Contact: Christie Hobbs
Phone: (202) 349-5889
WASHINGTON, DC –The Independent Women’s Forum is disappointed by the lack of protection of women’s rights in the constitution that Iraqi leaders submitted to their nation’s parliament on Sunday. The constitution recognizes Islam as a primary source for Iraqi law, opening the door for interpretations of Islam that could have a negative impact on women’s human rights in Iraq.
“It is unconscionable that while the world laments the anger of Sunnis over the Iraqi constitution agreed to on August 28, the global community has been virtually silent on the issue of women’s human rights in Iraq,” said Michelle D. Bernard, senior vice president of the Independent Women’s Forum. “Although the constitution states that all Iraqis have equal protection under the law and its male and female citizens have the right to participate in the political process by voting and running for office, the imposition of various sects of shari’a law could erode these rights.”

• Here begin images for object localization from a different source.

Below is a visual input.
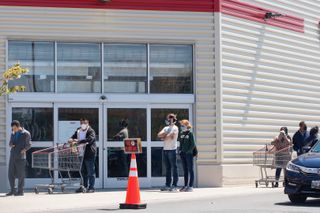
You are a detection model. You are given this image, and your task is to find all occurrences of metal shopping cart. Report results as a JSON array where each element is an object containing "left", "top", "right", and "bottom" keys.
[
  {"left": 253, "top": 145, "right": 292, "bottom": 188},
  {"left": 31, "top": 143, "right": 87, "bottom": 194}
]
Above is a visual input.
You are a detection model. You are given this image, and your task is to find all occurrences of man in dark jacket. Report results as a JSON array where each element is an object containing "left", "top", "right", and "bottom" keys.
[
  {"left": 68, "top": 118, "right": 96, "bottom": 193},
  {"left": 7, "top": 120, "right": 31, "bottom": 196},
  {"left": 292, "top": 121, "right": 309, "bottom": 156}
]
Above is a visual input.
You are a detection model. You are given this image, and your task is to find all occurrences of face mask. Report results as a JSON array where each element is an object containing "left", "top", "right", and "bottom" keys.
[
  {"left": 165, "top": 120, "right": 171, "bottom": 126},
  {"left": 81, "top": 124, "right": 88, "bottom": 130},
  {"left": 181, "top": 126, "right": 187, "bottom": 132}
]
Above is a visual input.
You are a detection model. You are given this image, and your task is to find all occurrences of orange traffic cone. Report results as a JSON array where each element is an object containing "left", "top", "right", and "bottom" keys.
[{"left": 119, "top": 153, "right": 147, "bottom": 209}]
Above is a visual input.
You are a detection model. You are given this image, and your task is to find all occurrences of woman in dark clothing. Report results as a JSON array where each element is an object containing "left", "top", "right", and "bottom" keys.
[
  {"left": 271, "top": 127, "right": 292, "bottom": 187},
  {"left": 179, "top": 120, "right": 196, "bottom": 192},
  {"left": 303, "top": 126, "right": 319, "bottom": 153}
]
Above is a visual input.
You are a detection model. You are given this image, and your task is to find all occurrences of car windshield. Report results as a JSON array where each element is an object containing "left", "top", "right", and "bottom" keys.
[{"left": 311, "top": 142, "right": 320, "bottom": 153}]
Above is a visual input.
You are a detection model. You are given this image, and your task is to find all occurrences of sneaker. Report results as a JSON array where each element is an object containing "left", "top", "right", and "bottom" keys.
[
  {"left": 169, "top": 186, "right": 178, "bottom": 192},
  {"left": 6, "top": 191, "right": 16, "bottom": 196},
  {"left": 14, "top": 191, "right": 24, "bottom": 196},
  {"left": 160, "top": 186, "right": 170, "bottom": 191},
  {"left": 75, "top": 187, "right": 86, "bottom": 193},
  {"left": 185, "top": 187, "right": 193, "bottom": 192},
  {"left": 179, "top": 186, "right": 187, "bottom": 192},
  {"left": 87, "top": 188, "right": 95, "bottom": 193}
]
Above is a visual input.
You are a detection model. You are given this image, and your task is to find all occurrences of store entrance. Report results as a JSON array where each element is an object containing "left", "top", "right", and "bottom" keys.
[{"left": 10, "top": 102, "right": 192, "bottom": 189}]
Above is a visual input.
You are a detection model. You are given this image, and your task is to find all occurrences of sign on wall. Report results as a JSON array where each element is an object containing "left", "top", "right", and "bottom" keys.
[{"left": 124, "top": 138, "right": 142, "bottom": 154}]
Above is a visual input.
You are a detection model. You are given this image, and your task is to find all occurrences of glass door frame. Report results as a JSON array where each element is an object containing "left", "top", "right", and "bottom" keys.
[
  {"left": 54, "top": 102, "right": 103, "bottom": 188},
  {"left": 103, "top": 102, "right": 193, "bottom": 188},
  {"left": 7, "top": 102, "right": 55, "bottom": 187}
]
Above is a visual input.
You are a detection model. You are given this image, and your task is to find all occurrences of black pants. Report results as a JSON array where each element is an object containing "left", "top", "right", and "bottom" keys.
[
  {"left": 180, "top": 152, "right": 194, "bottom": 187},
  {"left": 8, "top": 157, "right": 26, "bottom": 193},
  {"left": 275, "top": 168, "right": 282, "bottom": 181}
]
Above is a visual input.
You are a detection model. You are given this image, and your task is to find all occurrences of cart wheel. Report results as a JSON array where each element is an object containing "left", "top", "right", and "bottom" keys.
[
  {"left": 61, "top": 186, "right": 65, "bottom": 193},
  {"left": 48, "top": 188, "right": 53, "bottom": 194},
  {"left": 255, "top": 182, "right": 258, "bottom": 188},
  {"left": 34, "top": 187, "right": 39, "bottom": 194}
]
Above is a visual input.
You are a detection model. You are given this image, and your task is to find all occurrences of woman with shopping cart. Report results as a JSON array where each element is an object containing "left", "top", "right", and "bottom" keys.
[{"left": 270, "top": 127, "right": 292, "bottom": 187}]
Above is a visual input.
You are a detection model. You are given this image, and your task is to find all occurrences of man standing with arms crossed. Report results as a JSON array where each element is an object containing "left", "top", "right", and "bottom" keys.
[
  {"left": 7, "top": 120, "right": 31, "bottom": 196},
  {"left": 158, "top": 114, "right": 179, "bottom": 192}
]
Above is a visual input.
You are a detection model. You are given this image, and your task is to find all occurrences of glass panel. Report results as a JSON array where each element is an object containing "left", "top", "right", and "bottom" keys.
[
  {"left": 104, "top": 44, "right": 147, "bottom": 93},
  {"left": 151, "top": 147, "right": 183, "bottom": 177},
  {"left": 107, "top": 147, "right": 147, "bottom": 178},
  {"left": 8, "top": 41, "right": 55, "bottom": 92},
  {"left": 58, "top": 108, "right": 99, "bottom": 141},
  {"left": 151, "top": 109, "right": 189, "bottom": 141},
  {"left": 150, "top": 45, "right": 193, "bottom": 94},
  {"left": 107, "top": 108, "right": 147, "bottom": 141},
  {"left": 26, "top": 147, "right": 52, "bottom": 178},
  {"left": 57, "top": 43, "right": 101, "bottom": 93},
  {"left": 60, "top": 148, "right": 100, "bottom": 178},
  {"left": 12, "top": 108, "right": 53, "bottom": 141}
]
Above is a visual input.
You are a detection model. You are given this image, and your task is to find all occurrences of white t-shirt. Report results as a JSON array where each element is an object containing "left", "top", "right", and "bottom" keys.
[
  {"left": 78, "top": 129, "right": 87, "bottom": 141},
  {"left": 161, "top": 125, "right": 179, "bottom": 150}
]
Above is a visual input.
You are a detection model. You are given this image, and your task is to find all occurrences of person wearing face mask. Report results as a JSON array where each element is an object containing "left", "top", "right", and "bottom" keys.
[
  {"left": 179, "top": 120, "right": 196, "bottom": 192},
  {"left": 292, "top": 121, "right": 309, "bottom": 156},
  {"left": 6, "top": 120, "right": 31, "bottom": 196},
  {"left": 157, "top": 114, "right": 179, "bottom": 192},
  {"left": 270, "top": 127, "right": 292, "bottom": 187},
  {"left": 68, "top": 118, "right": 96, "bottom": 193}
]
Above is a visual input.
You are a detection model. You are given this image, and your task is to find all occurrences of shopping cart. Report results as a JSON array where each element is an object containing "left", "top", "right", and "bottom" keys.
[
  {"left": 253, "top": 145, "right": 292, "bottom": 188},
  {"left": 31, "top": 143, "right": 87, "bottom": 194}
]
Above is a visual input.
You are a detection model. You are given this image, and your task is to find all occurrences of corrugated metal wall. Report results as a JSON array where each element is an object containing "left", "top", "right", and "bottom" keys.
[
  {"left": 221, "top": 0, "right": 320, "bottom": 164},
  {"left": 0, "top": 6, "right": 216, "bottom": 164},
  {"left": 0, "top": 37, "right": 6, "bottom": 166}
]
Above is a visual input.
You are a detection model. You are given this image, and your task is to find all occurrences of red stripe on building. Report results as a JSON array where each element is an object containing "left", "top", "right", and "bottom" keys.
[
  {"left": 0, "top": 0, "right": 304, "bottom": 32},
  {"left": 221, "top": 0, "right": 304, "bottom": 33},
  {"left": 0, "top": 0, "right": 218, "bottom": 12}
]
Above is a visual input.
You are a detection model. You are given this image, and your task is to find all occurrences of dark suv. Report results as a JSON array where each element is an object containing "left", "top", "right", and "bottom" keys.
[{"left": 284, "top": 141, "right": 320, "bottom": 204}]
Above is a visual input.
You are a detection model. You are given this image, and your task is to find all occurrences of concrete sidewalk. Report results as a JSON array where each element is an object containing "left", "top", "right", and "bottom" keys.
[{"left": 0, "top": 186, "right": 282, "bottom": 213}]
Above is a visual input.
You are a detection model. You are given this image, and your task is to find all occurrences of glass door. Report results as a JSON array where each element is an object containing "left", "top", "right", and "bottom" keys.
[
  {"left": 103, "top": 104, "right": 149, "bottom": 188},
  {"left": 55, "top": 103, "right": 103, "bottom": 188}
]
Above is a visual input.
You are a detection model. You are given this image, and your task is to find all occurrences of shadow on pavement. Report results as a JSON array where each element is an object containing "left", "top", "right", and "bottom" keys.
[
  {"left": 97, "top": 208, "right": 121, "bottom": 211},
  {"left": 275, "top": 199, "right": 320, "bottom": 207}
]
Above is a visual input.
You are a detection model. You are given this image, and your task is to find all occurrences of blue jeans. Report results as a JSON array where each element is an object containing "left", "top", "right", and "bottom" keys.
[
  {"left": 180, "top": 152, "right": 194, "bottom": 187},
  {"left": 163, "top": 150, "right": 178, "bottom": 187},
  {"left": 82, "top": 157, "right": 96, "bottom": 189}
]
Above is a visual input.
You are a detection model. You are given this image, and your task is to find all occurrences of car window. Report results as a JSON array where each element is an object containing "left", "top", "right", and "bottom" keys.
[{"left": 311, "top": 142, "right": 320, "bottom": 152}]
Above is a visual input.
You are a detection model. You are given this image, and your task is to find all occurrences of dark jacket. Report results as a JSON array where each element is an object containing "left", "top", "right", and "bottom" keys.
[
  {"left": 71, "top": 127, "right": 96, "bottom": 159},
  {"left": 179, "top": 130, "right": 195, "bottom": 154},
  {"left": 303, "top": 135, "right": 318, "bottom": 152},
  {"left": 293, "top": 130, "right": 309, "bottom": 155},
  {"left": 9, "top": 128, "right": 32, "bottom": 160}
]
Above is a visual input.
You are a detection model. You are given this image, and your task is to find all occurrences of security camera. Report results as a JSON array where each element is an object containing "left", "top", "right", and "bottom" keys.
[
  {"left": 100, "top": 95, "right": 107, "bottom": 101},
  {"left": 264, "top": 12, "right": 283, "bottom": 20}
]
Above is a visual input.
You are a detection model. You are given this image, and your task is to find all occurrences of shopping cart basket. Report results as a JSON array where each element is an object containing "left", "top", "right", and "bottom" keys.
[
  {"left": 253, "top": 145, "right": 292, "bottom": 188},
  {"left": 32, "top": 143, "right": 87, "bottom": 194}
]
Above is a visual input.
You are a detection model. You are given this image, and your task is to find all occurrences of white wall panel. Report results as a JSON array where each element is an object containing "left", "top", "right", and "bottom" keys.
[{"left": 222, "top": 0, "right": 320, "bottom": 164}]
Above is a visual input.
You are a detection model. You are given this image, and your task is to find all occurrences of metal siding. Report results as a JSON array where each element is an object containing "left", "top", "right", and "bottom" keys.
[
  {"left": 222, "top": 0, "right": 320, "bottom": 164},
  {"left": 0, "top": 37, "right": 6, "bottom": 166},
  {"left": 0, "top": 7, "right": 216, "bottom": 163},
  {"left": 0, "top": 0, "right": 217, "bottom": 12}
]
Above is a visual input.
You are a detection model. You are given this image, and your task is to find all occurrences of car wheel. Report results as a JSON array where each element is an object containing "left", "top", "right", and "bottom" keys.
[{"left": 288, "top": 194, "right": 307, "bottom": 204}]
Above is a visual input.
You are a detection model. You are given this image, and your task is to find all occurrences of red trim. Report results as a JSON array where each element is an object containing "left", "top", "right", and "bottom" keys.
[
  {"left": 0, "top": 0, "right": 216, "bottom": 12},
  {"left": 221, "top": 0, "right": 304, "bottom": 33}
]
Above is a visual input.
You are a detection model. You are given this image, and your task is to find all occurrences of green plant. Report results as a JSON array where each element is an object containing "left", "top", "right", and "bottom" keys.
[{"left": 0, "top": 63, "right": 28, "bottom": 96}]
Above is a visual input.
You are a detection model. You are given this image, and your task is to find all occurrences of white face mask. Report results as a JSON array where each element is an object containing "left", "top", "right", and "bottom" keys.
[
  {"left": 181, "top": 126, "right": 188, "bottom": 132},
  {"left": 81, "top": 124, "right": 88, "bottom": 130}
]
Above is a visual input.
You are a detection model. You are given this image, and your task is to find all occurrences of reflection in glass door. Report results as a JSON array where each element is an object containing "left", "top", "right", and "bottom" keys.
[{"left": 104, "top": 106, "right": 148, "bottom": 188}]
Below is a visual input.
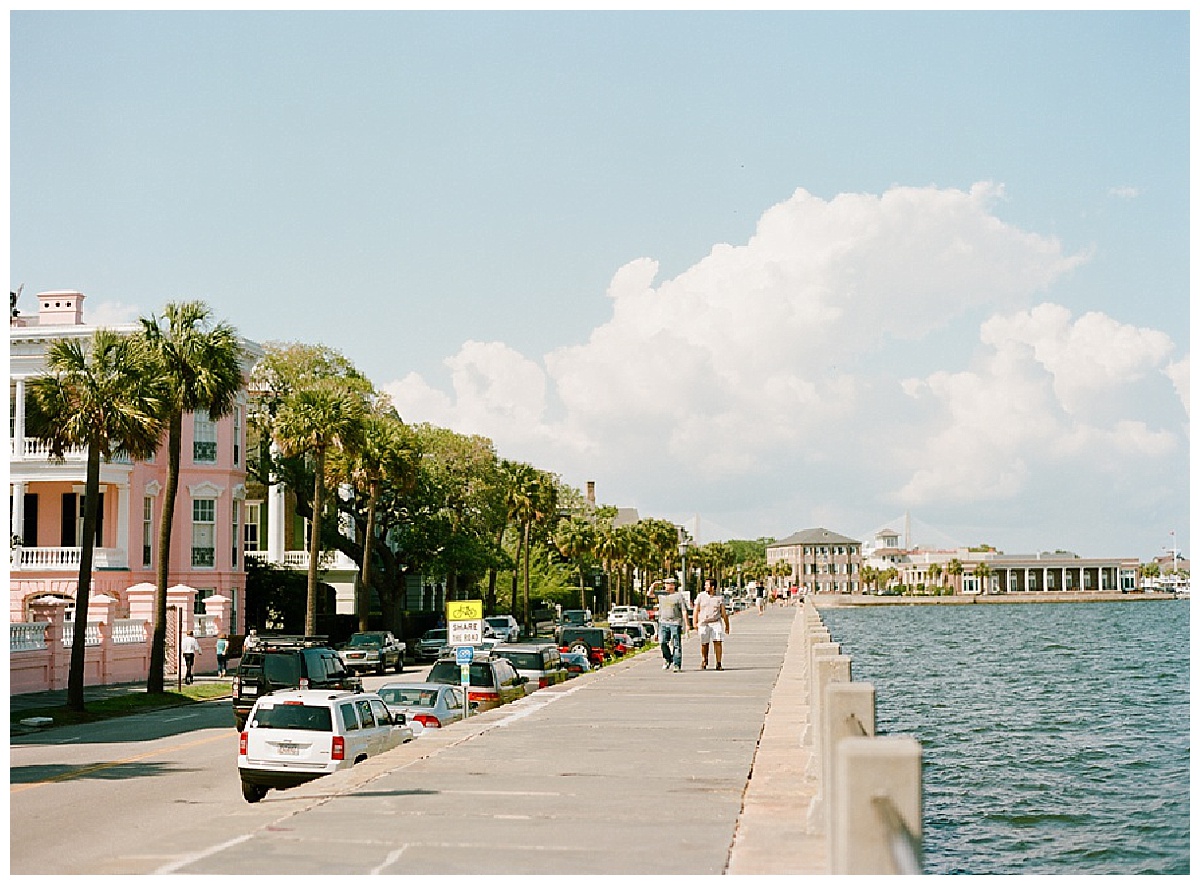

“In its present form, the Iraqi charter clearly states that no law can be passed that contradicts Islam. What this means for women’s rights, or even the authority of Iraq’s constitutional court is extremely troubling,” said Bernard.
One particular area of concern for women is family law. Since the 1950s, family issues have been subject to civil law. The constitution which will be sent to voters for approval in October would make issues such as marriage and inheritance subject to clerical courts — a big step backwards for Iraqi women. Under the clerical courts or shari’a law, women can be denied custody of their children; they can be subjected to their families’ approval to pursue academic studies or work; they can be forced by their families to wear a headscarf or other clothing; and, most perilous for Iraq’s future democracy, women can be prohibited from holding positions of power.
“Democracy cannot survive in any nation that may legally oppress one half of its population,” cautioned Bernard. “Nevertheless, we remain hopeful that changes will be made in the Iraqi constitution before the October 15 nationwide referendum.”